Force reindex of media files
  • Vote Up0Vote Down muhoomuhoo
    Posts: 41Member
    I'm having a terrible time trying to force Airtime to reindex/reimport a bunch of files.

    I have some 2500 files in my /home/drop directory. That is watched in Airtime.

    Only 387 of them are showing up in Airtime's file list! Where are the rest of them?

    I tried the trick of removing and re-adding the watch dir in the Airtime interface, and also doing the same from airtime-import. It doesn't help.

    So I tried using airtime-import -m to move them from /home/drop.

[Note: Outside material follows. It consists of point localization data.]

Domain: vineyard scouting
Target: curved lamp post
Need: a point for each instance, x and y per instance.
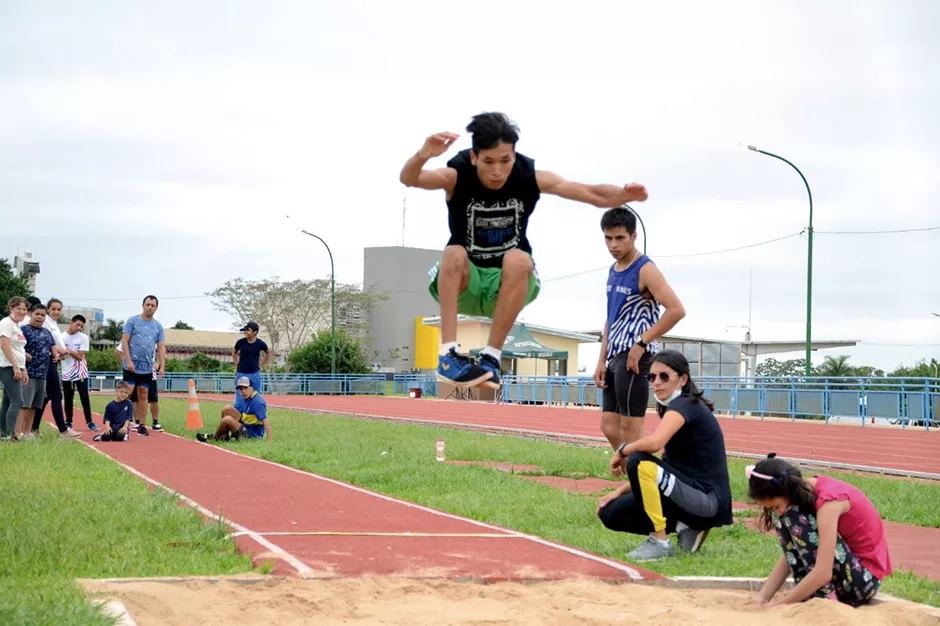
(332, 303)
(642, 225)
(809, 259)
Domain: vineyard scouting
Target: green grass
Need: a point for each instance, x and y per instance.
(69, 513)
(351, 450)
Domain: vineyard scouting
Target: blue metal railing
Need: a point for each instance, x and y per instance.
(904, 401)
(224, 382)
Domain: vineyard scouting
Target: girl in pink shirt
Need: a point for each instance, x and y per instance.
(832, 537)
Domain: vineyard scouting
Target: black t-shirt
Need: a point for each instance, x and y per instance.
(490, 222)
(697, 450)
(249, 355)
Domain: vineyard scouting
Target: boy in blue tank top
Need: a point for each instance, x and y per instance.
(635, 291)
(487, 268)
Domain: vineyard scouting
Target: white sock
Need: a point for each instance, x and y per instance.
(493, 352)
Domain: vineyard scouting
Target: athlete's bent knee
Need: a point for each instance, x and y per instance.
(517, 265)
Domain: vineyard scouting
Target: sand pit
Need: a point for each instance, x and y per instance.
(414, 602)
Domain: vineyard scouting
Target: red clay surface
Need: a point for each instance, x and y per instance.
(312, 526)
(911, 450)
(914, 450)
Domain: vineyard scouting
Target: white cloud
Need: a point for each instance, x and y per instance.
(198, 128)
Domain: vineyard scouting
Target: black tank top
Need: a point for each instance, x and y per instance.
(491, 222)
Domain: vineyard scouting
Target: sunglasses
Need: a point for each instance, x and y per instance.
(749, 472)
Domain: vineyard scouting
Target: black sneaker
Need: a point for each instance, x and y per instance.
(461, 371)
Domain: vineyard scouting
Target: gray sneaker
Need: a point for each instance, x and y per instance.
(651, 549)
(690, 540)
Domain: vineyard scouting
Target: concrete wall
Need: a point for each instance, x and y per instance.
(402, 274)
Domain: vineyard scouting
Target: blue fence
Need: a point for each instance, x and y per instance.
(224, 382)
(905, 401)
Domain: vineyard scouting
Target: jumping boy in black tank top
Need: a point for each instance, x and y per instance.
(487, 267)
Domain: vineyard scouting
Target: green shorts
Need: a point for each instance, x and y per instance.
(479, 298)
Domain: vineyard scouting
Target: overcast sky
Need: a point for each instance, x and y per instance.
(195, 127)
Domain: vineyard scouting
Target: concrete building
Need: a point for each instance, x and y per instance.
(395, 323)
(182, 344)
(26, 266)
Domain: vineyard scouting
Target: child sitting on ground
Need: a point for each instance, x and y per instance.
(118, 415)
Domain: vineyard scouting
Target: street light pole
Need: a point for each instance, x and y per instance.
(332, 303)
(642, 225)
(809, 259)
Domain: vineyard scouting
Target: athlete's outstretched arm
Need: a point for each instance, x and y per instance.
(413, 173)
(601, 196)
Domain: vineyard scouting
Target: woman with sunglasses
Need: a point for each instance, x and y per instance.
(688, 490)
(832, 537)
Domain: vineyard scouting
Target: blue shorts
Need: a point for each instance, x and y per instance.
(137, 379)
(255, 379)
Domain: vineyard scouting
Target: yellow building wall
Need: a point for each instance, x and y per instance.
(427, 340)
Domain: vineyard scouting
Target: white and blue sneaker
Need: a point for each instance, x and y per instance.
(461, 371)
(490, 364)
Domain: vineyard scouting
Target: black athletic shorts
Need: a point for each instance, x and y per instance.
(627, 393)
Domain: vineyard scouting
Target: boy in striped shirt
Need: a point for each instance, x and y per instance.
(75, 370)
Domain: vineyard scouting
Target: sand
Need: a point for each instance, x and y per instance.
(413, 602)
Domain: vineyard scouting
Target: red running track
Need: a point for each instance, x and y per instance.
(914, 451)
(312, 526)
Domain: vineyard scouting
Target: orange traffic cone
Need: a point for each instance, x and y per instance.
(193, 415)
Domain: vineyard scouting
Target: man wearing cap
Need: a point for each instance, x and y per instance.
(247, 356)
(248, 417)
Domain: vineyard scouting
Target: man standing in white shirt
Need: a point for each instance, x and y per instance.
(75, 370)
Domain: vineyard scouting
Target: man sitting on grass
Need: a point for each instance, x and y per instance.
(248, 416)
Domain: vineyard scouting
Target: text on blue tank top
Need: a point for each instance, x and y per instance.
(629, 314)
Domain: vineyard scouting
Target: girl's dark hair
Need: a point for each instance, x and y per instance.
(488, 130)
(786, 482)
(675, 361)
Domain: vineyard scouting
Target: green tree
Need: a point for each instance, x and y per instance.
(289, 312)
(102, 360)
(836, 366)
(771, 367)
(314, 357)
(11, 285)
(111, 330)
(201, 362)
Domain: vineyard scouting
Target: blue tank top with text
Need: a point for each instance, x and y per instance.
(629, 313)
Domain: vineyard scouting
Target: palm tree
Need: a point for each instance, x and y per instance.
(836, 366)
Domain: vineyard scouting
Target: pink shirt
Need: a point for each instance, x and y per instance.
(860, 527)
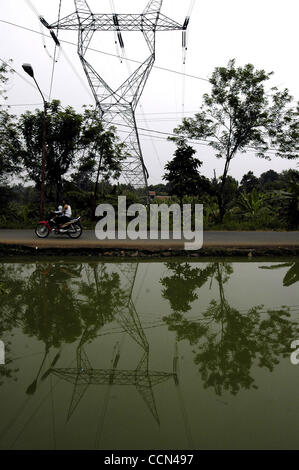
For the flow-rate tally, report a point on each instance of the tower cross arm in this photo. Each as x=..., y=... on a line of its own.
x=121, y=22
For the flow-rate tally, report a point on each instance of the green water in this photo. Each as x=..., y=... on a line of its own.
x=149, y=355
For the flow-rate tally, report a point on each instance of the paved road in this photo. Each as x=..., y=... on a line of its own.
x=211, y=239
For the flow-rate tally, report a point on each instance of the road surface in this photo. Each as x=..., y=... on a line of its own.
x=212, y=239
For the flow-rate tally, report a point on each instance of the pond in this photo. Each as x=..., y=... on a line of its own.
x=149, y=355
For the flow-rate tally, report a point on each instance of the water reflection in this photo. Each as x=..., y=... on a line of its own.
x=91, y=333
x=292, y=274
x=226, y=342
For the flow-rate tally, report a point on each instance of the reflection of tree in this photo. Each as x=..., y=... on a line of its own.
x=180, y=286
x=52, y=305
x=229, y=343
x=100, y=297
x=292, y=274
x=10, y=288
x=51, y=311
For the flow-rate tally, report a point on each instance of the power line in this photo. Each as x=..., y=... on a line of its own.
x=105, y=53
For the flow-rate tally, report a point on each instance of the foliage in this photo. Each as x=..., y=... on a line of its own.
x=182, y=172
x=239, y=113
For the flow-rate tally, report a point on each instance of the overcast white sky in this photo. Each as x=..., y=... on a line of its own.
x=263, y=32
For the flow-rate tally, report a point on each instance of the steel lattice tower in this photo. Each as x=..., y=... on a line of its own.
x=117, y=107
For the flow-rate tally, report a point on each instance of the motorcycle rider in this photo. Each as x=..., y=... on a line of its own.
x=66, y=214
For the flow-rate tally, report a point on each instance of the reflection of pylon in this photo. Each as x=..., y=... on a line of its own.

That appeared to work-- alll the files got physically moved from /home/drop into /srv/airtime/stor/imported and /srv/airtime/stor/organize ,etc, but they still never appeared in the database! So I moved them back to /home/drop . I tried restarting the airtime-media-monitor, several times.

    I've been thrashing at this for some time, and getting very annoyed and frustrated. Where is, and what would be, the command to force the whole directory to be reimported, and, most importantly, reindexed so it shows up in the playlist builder? There are thousands of files, and they're all valid ogg or mp3 files, and yet, Airtime doesn't even appear to be trying to add them.
  • 12 Comments sorted by
  • Please tar the logs for media-monitor and post them here.

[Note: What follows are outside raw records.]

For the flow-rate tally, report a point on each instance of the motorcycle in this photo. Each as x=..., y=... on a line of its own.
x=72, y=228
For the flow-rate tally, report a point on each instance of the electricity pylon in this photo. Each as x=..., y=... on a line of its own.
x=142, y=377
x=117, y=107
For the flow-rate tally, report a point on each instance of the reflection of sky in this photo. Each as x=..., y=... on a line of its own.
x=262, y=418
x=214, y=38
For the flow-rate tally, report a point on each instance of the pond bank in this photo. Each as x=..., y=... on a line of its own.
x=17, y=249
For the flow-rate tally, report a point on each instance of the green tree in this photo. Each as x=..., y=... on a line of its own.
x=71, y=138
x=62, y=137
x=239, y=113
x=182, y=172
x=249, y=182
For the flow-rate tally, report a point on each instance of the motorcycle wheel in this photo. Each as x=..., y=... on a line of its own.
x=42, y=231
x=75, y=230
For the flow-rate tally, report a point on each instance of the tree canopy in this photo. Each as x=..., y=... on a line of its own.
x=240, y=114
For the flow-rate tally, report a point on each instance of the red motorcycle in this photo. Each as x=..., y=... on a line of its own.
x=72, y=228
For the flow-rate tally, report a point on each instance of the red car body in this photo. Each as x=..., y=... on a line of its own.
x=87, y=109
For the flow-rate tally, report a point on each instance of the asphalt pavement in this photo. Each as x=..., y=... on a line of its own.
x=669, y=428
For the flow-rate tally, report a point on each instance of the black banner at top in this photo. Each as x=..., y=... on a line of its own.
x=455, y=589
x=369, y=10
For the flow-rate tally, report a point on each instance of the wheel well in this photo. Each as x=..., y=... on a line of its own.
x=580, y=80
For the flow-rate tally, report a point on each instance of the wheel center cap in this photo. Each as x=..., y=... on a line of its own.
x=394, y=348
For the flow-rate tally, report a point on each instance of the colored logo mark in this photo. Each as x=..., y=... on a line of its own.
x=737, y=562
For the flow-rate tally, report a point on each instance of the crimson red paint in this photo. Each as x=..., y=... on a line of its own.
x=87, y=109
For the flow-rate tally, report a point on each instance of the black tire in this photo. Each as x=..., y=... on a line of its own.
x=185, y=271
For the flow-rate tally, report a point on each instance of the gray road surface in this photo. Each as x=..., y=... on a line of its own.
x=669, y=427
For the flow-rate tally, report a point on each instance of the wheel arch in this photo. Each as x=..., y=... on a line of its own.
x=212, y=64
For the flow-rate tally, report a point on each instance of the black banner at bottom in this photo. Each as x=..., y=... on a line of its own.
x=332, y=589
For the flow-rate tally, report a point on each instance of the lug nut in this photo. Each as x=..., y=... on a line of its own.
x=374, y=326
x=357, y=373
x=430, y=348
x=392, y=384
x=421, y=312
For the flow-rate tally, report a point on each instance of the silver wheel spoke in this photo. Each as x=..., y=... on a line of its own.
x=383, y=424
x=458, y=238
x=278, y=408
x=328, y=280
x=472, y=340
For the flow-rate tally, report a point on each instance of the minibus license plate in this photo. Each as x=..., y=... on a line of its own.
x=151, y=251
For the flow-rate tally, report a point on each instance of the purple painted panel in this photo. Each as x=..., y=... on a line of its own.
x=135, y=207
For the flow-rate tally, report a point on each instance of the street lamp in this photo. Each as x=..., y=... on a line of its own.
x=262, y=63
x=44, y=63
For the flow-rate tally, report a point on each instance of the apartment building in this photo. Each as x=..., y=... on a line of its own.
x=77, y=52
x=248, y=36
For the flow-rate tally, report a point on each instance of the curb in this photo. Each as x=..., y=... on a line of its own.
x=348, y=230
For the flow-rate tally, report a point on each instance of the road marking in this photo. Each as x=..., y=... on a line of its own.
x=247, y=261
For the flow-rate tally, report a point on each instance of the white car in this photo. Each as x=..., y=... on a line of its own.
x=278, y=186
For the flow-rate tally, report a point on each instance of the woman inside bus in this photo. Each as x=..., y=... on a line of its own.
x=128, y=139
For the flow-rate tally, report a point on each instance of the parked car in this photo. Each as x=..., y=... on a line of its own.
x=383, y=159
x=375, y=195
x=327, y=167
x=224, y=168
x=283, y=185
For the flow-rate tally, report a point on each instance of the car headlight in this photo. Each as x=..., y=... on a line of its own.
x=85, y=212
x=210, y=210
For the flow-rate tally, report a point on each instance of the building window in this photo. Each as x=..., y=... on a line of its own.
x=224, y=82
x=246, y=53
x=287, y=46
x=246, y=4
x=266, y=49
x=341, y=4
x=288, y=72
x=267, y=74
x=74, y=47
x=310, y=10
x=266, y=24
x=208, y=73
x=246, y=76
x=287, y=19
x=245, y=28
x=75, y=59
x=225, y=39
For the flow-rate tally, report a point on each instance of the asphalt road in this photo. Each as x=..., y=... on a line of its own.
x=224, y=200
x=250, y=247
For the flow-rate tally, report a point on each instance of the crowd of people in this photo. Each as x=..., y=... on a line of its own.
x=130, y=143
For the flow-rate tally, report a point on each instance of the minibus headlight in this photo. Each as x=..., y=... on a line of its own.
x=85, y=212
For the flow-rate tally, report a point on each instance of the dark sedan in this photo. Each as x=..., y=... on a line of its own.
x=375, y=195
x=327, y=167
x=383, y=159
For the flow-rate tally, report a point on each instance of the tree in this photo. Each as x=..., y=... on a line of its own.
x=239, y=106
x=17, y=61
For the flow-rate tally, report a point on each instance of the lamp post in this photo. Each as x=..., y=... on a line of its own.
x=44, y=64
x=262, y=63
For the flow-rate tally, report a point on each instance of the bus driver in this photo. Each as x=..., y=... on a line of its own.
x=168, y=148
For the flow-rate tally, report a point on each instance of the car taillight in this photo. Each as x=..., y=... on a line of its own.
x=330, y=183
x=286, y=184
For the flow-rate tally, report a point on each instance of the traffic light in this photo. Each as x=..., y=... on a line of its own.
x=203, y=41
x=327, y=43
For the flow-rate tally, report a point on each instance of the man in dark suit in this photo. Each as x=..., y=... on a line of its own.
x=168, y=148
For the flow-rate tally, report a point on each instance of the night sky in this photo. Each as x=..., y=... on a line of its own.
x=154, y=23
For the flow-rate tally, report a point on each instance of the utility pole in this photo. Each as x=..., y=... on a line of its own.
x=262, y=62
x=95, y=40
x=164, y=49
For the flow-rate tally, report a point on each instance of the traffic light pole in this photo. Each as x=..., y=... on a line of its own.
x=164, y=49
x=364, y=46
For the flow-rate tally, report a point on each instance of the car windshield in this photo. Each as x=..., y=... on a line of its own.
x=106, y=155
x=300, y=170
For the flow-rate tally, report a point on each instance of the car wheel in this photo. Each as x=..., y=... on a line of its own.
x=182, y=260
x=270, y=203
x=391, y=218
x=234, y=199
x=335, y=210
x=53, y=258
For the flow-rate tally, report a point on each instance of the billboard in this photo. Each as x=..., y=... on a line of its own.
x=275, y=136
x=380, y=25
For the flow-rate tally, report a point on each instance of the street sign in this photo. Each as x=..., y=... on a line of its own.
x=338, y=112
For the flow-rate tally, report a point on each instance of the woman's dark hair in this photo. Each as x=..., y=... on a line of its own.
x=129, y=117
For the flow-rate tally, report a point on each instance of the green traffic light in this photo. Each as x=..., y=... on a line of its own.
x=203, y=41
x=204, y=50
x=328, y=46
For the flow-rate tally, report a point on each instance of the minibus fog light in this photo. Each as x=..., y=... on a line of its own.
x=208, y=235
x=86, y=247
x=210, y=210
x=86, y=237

    /var/log/airtime/media-monitor/
    Airtime Pro Hosting: http://airtime.pro
  • Vote Up0Vote Down muhoomuhoo
    Posts: 41Member
    Ah, I see. Bad ID3 tags in only one file will cause the whole import to fail!

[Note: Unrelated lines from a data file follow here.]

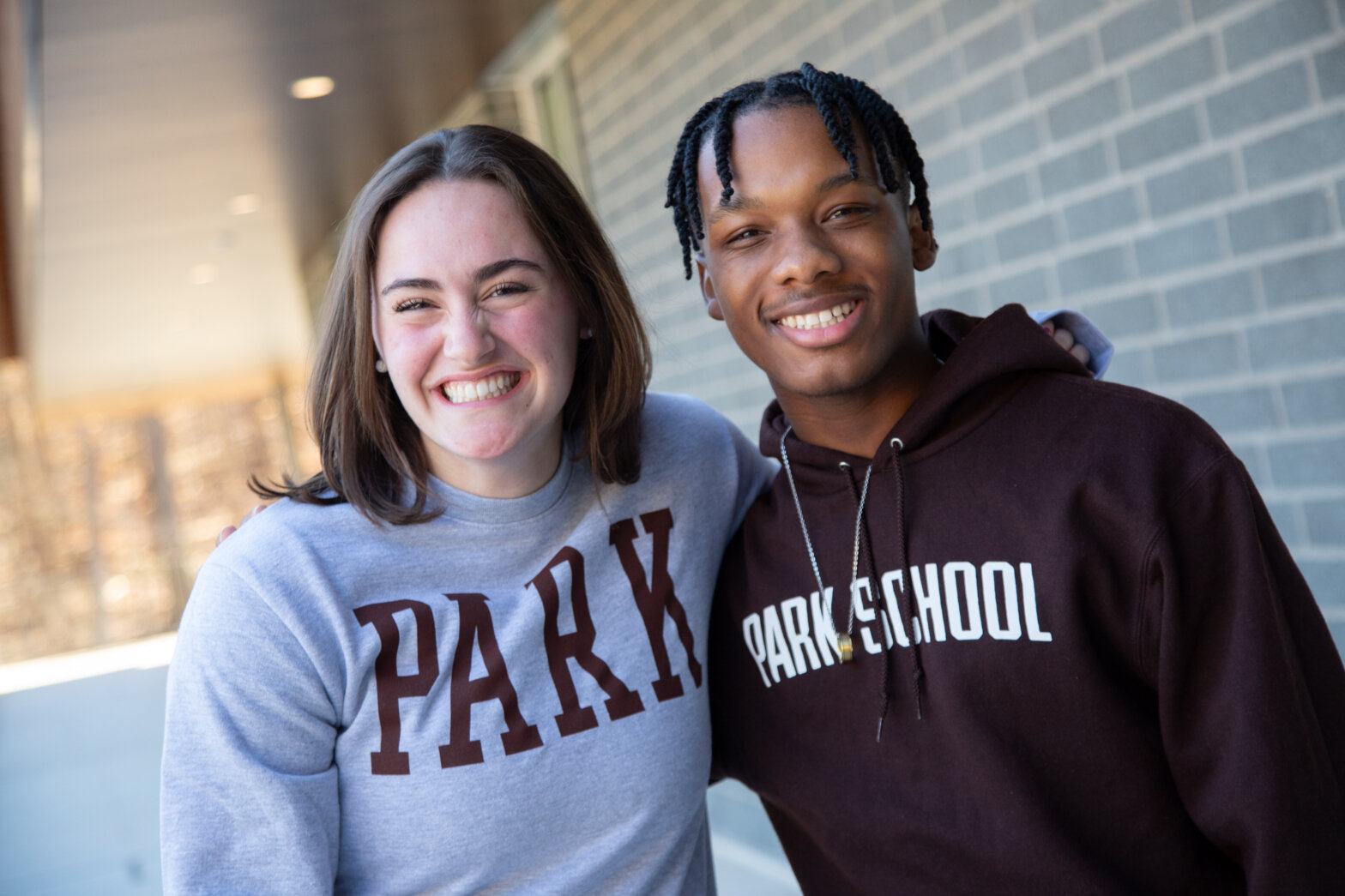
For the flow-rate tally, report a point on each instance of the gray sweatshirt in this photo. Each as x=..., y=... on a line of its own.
x=506, y=700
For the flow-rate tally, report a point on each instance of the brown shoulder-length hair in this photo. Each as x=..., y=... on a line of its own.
x=369, y=444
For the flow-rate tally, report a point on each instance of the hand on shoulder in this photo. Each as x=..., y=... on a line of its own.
x=227, y=530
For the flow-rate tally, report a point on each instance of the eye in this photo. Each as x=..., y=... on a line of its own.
x=744, y=236
x=506, y=290
x=847, y=212
x=409, y=304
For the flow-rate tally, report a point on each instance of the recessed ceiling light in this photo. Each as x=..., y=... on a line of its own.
x=244, y=203
x=312, y=87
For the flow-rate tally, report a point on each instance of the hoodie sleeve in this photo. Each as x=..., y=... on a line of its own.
x=249, y=796
x=1252, y=690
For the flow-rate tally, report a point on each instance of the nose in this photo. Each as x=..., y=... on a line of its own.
x=803, y=256
x=467, y=337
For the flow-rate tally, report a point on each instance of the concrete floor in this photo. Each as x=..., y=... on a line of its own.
x=80, y=746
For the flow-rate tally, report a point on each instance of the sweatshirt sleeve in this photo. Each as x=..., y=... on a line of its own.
x=1252, y=690
x=249, y=796
x=755, y=472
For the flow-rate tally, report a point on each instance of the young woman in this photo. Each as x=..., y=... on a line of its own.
x=468, y=655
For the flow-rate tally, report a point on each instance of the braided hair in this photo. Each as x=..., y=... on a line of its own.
x=840, y=101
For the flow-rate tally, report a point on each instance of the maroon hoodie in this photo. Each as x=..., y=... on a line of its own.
x=1118, y=681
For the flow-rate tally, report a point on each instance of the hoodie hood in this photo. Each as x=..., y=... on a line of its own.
x=998, y=350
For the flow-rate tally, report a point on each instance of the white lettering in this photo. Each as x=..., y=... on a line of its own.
x=861, y=596
x=1013, y=628
x=821, y=628
x=757, y=645
x=778, y=652
x=951, y=572
x=890, y=598
x=928, y=605
x=1029, y=604
x=793, y=614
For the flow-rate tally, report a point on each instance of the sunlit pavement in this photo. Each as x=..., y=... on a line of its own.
x=80, y=746
x=80, y=743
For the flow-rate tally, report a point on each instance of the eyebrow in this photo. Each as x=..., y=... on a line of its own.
x=739, y=202
x=485, y=272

    It'd be nice if there were an exception wrapper that caused it to just skip over bad files. I looked at the source, and rather than modify it, I just ran the following bash hack on my folder of files:

    find . -name "*.mp3" |while read i; do
        echo "$i"
        mid3iconv -e CP1251 --remove-v1 "$i"
        if test $? -gt 0;  then
            mv "$i" ../broken/
        fi
    done
  • Could you post the lines from the log that mentioned where it was failing? We fixed some similar problems for the upcoming patch, and I'm interested if these are the same ones.
    Airtime Pro Hosting: http://airtime.pro
  • Vote Up0Vote Down muhoomuhoo
    Posts: 41Member
    Sure:

    2012-07-09 11:48:10,652 DEBUG - [MainThread] [channel.py : __init__()] : LINE 70 - u
    sing channel_id: 1
    2012-07-09 11:48:10,653 DEBUG - [MainThread] [channel.py : _open_ok()] : LINE 484 -
    Channel open
    2012-07-09 11:48:11,026 INFO - [MainThread] [media_monitor.py : <module>()] : LINE 1
    29 - Added watch to /srv/airtime/stor/
    2012-07-09 11:48:11,026 INFO - [MainThread] [media_monitor.py : <module>()] : LINE 1
    30 - wdd result 2
    2012-07-09 11:48:11,163 ERROR - [MainThread] [media_monitor.py : <module>()] : LINE 143 - Exception: 'utf8' codec can't decode bytes in position 11-13: invalid data
    2012-07-09 11:48:11,173 ERROR - [MainThread] [media_monitor.py : <module>()] : LINE 144 - traceback: Traceback (most recent call last):
      File "/usr/lib/airtime/media-monitor/media_monitor.py", line 133, in <module>
        wdd = notifier.watch_directory(dir)
      File "/usr/lib/airtime/media-monitor/airtimefilemonitor/airtimenotifier.py", line 194, in watch_directory
        return self.wm.add_watch(directory, self.mask, rec=True, auto_add=True)
      File "/usr/lib/airtime/airtime_virtualenv/lib/python2.6/site-packages/pyinotify.py", line 1887, in add_watch
        for rpath in self.__walk_rec(apath, rec):
      File "/usr/lib/airtime/airtime_virtualenv/lib/python2.6/site-packages/pyinotify.py", line 2075, in __walk_rec
        for root, dirs, files in os.walk(top):
      File "/usr/lib/airtime/airtime_virtualenv/lib/python2.6/os.py", line 284, in walk
        if isdir(join(top, name)):
      File "/usr/lib/airtime/airtime_virtualenv/lib/python2.6/posixpath.py", line 68, in join
        path +=  b
      File "/usr/lib/airtime/airtime_virtualenv/lib/python2.6/encodings/utf_8.py", line 16, in decode
        return codecs.utf_8_decode(input, errors, True)
    UnicodeDecodeError: 'utf8' codec can't decode bytes in position 11-13: invalid data

    2012-07-09 11:48:39,680 INFO - [MainThread] [media_monitor.py : <module>()] : LINE 78 -

    Also, the above file was an OGG file, not  an mp3 file. There were some MP3s with dodgy tags, but the error which crashes the media monitor does NOT appear to be related to ID3, but rather to ogg!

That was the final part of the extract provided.